Hence I think this function is hardly any more efficient than if you read one
long int and then simply examined all its bytes separately.
Is there any reason for the code that looks way more effective and is being used
in many other source files to be commented out here?
The math is wrong.
It looks glibc has a broken version of Alan Mycroft's HAKMEMC postings.
The solution is "((x - 0x01010101) & ~x & 0x80808080)", but the "& ~x" is
missing from the glibc version.
The "#if 0" was added Tue Jan 21 03:39:54 1992 UTC (16 years, 1 month ago) by
roland, and the patch looked like this:
I can reproduce this on cvs head. The generic strlen function is horribly
Roland can you comment on this?
What's the legal status of using that algorithm?

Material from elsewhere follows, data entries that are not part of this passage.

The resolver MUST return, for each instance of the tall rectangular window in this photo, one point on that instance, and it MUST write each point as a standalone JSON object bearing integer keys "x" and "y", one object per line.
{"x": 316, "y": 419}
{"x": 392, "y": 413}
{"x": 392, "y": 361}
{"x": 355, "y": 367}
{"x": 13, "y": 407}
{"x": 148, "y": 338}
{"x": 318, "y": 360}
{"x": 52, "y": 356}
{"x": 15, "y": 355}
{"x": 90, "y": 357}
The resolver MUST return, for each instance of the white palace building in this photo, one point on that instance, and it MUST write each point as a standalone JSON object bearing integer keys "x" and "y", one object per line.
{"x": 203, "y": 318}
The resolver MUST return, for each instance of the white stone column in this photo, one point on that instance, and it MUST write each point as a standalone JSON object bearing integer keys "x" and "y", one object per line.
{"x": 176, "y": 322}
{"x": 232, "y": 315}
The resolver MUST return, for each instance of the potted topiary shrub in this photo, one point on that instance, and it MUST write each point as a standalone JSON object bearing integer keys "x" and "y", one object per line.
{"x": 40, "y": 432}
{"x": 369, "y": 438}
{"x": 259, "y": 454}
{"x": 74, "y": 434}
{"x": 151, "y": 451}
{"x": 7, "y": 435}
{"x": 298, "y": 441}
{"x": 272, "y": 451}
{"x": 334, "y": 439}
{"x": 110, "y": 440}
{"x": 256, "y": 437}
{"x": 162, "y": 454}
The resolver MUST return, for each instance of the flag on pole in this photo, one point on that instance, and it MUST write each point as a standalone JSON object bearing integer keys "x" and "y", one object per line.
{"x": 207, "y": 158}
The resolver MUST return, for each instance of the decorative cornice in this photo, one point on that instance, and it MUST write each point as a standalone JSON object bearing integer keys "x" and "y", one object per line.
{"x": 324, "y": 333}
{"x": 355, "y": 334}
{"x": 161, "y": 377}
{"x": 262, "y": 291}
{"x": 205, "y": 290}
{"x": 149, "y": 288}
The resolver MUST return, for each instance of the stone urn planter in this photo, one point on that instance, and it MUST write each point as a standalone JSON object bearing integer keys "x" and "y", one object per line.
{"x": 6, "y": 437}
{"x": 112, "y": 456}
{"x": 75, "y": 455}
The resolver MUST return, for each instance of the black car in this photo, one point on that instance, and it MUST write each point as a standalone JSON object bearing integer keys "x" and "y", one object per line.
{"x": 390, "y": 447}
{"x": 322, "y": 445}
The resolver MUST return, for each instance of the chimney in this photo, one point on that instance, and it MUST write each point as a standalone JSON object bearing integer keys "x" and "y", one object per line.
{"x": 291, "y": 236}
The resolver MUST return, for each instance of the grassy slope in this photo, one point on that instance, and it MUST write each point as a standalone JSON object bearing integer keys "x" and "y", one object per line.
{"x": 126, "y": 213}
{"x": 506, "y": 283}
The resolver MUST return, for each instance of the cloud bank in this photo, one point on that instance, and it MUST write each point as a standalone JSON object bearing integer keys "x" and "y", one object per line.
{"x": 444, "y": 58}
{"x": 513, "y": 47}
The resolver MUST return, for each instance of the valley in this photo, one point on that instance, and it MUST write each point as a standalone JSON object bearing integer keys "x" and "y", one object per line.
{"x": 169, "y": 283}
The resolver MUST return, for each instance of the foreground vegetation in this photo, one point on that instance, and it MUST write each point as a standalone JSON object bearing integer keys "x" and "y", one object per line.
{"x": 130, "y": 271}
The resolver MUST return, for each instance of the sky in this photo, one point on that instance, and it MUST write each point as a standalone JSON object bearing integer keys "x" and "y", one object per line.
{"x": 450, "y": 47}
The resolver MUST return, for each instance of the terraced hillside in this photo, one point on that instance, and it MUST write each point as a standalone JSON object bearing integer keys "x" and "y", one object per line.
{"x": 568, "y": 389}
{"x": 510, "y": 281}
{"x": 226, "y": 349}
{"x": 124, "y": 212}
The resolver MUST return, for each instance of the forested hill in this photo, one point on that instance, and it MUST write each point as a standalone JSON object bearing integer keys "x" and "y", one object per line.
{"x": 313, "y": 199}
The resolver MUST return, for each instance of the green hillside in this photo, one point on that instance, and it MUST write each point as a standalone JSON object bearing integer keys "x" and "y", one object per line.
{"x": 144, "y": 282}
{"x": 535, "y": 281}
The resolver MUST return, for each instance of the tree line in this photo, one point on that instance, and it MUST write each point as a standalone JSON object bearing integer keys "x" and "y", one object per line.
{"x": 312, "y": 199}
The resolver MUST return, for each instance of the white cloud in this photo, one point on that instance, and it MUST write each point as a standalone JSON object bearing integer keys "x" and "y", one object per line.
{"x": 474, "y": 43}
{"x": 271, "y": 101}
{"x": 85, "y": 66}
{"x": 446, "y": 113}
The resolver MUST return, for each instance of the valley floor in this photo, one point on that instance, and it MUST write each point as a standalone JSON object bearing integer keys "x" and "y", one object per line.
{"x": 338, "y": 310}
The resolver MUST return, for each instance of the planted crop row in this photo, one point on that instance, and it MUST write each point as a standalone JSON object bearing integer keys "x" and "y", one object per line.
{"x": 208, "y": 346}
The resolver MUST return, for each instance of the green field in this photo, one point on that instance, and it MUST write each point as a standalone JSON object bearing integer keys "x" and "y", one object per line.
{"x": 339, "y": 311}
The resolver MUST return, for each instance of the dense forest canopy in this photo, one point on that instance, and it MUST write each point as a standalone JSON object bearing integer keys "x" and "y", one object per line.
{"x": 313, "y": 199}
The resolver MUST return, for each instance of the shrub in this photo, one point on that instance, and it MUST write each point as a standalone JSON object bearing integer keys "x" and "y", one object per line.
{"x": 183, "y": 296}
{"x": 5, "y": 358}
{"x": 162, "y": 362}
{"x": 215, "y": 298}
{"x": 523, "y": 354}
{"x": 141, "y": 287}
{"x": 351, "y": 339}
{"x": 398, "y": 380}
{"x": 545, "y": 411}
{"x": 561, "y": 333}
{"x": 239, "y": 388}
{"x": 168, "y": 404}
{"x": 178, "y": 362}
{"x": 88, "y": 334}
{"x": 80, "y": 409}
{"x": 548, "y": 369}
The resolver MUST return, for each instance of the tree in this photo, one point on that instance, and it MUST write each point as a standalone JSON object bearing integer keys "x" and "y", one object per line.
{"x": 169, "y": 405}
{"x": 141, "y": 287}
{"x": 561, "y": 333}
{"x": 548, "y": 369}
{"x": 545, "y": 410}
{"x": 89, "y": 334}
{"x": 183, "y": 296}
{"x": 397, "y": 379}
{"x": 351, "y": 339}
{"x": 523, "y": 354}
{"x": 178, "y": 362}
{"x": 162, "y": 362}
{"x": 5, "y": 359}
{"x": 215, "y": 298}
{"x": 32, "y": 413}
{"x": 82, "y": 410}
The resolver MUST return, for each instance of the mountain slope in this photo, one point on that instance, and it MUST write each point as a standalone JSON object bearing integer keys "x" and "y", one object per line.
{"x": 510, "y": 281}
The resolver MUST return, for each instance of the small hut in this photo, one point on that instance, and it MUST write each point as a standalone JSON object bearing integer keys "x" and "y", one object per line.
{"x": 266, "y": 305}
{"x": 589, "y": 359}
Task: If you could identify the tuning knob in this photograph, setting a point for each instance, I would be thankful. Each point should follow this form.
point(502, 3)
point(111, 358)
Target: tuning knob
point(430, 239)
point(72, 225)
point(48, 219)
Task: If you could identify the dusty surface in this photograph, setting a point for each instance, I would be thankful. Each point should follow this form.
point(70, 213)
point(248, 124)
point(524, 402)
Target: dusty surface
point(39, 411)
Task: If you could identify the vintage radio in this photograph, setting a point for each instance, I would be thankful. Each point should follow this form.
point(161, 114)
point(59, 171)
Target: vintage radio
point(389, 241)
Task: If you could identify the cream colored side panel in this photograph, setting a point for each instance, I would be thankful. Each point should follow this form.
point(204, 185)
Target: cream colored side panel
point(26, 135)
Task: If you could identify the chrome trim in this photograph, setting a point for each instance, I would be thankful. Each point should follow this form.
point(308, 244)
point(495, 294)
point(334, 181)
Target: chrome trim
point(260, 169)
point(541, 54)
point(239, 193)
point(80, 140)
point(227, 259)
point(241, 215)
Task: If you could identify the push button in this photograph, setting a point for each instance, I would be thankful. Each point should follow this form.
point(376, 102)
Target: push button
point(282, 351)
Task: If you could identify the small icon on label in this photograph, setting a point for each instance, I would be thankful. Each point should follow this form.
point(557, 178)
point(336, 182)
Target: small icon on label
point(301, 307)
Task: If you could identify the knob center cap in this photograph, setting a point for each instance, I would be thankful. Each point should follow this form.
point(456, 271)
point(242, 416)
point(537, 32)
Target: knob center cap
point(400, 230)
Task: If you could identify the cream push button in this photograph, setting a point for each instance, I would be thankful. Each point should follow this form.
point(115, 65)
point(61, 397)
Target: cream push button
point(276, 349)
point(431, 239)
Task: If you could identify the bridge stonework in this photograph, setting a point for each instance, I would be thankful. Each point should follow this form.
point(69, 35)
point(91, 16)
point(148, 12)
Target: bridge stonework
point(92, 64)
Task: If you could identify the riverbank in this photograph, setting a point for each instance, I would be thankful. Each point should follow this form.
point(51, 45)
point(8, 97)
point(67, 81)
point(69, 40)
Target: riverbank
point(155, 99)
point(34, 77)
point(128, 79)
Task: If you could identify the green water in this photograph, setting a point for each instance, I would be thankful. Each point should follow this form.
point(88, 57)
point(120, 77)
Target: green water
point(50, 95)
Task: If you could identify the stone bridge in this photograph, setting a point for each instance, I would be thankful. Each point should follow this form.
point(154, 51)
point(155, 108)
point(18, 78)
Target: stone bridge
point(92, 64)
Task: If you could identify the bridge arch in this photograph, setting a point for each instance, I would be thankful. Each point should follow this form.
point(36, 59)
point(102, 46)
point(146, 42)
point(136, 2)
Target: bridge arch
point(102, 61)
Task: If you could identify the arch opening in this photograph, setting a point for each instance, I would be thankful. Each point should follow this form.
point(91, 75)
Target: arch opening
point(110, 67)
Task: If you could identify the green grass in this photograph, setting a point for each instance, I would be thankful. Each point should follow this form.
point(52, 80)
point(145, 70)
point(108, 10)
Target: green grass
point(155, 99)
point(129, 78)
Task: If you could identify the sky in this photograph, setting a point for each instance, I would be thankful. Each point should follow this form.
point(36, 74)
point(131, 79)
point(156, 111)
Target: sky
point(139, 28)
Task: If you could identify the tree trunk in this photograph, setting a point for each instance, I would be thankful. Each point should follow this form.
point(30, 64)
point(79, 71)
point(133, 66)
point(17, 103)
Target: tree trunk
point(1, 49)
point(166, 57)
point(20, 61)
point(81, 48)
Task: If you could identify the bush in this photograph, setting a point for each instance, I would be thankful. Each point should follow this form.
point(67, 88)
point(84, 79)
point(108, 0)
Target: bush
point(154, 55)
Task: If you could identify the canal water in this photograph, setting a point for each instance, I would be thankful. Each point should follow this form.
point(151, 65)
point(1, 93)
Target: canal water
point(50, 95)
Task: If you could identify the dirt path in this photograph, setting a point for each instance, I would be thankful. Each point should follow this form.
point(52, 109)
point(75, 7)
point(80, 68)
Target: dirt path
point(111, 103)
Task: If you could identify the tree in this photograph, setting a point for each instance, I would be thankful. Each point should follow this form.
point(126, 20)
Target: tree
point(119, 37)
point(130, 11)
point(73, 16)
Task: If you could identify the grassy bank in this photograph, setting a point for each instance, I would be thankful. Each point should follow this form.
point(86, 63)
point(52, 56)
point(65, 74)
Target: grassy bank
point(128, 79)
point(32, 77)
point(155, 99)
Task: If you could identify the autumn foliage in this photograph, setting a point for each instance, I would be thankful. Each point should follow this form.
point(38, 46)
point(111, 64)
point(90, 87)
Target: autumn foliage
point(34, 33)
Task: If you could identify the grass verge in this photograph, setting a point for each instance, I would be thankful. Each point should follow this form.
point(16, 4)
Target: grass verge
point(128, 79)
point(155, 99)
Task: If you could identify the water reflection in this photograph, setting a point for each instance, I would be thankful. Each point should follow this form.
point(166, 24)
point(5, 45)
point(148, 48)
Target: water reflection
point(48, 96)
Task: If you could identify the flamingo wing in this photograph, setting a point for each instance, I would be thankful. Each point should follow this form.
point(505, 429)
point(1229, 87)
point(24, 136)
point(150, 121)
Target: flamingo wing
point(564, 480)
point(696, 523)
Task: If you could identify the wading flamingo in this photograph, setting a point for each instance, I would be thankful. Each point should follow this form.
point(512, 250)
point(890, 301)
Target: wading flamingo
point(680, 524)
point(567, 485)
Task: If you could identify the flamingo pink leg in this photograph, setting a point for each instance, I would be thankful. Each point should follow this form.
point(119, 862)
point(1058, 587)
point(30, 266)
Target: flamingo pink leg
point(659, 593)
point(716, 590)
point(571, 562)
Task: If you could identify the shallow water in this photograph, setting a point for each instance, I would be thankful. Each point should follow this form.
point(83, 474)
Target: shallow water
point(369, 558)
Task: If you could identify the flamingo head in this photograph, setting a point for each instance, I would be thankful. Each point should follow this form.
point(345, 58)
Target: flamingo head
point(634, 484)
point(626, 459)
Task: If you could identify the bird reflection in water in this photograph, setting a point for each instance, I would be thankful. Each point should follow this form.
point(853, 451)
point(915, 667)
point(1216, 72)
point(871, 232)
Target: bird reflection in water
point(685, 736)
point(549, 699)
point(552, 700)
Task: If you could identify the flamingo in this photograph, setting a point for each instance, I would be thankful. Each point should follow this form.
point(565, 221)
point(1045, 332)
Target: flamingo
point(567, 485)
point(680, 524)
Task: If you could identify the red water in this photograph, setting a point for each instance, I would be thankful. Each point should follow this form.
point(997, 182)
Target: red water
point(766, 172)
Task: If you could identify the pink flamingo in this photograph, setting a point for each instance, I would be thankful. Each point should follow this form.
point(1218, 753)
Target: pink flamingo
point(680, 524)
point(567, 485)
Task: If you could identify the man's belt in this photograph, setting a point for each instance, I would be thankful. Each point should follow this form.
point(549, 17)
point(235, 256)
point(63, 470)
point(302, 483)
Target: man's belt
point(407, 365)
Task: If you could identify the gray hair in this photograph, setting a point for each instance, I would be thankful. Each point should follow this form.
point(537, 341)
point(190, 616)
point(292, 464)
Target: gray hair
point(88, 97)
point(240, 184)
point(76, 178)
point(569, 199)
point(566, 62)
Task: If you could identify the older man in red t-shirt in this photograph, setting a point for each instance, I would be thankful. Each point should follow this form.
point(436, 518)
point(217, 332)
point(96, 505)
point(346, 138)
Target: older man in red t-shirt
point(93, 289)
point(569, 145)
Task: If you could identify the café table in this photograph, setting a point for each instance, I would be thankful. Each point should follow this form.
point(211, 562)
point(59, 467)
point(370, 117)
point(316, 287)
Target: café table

Note: All the string/* operations should use the corrected algorithm, and the
old comments should be removed.
Created attachment 2703 [details]
Alan Mycroft's hack for strlen()
I know that you only accept patches if
contributor signs an assignment.
But do you accept small bug fix without an
assignment, like that I attached to the bug ?
This is a fix for strlen() only
(I can do it for all other functions if you can accept
patches like this). It deletes old comments,
and adds Alan Mycroft's hack.
The changes are more than trivial, you would need a copyright assignment for
glibc on file with the FSF.
Thanks for reply.
I changed the code. Although noboy seems to use it.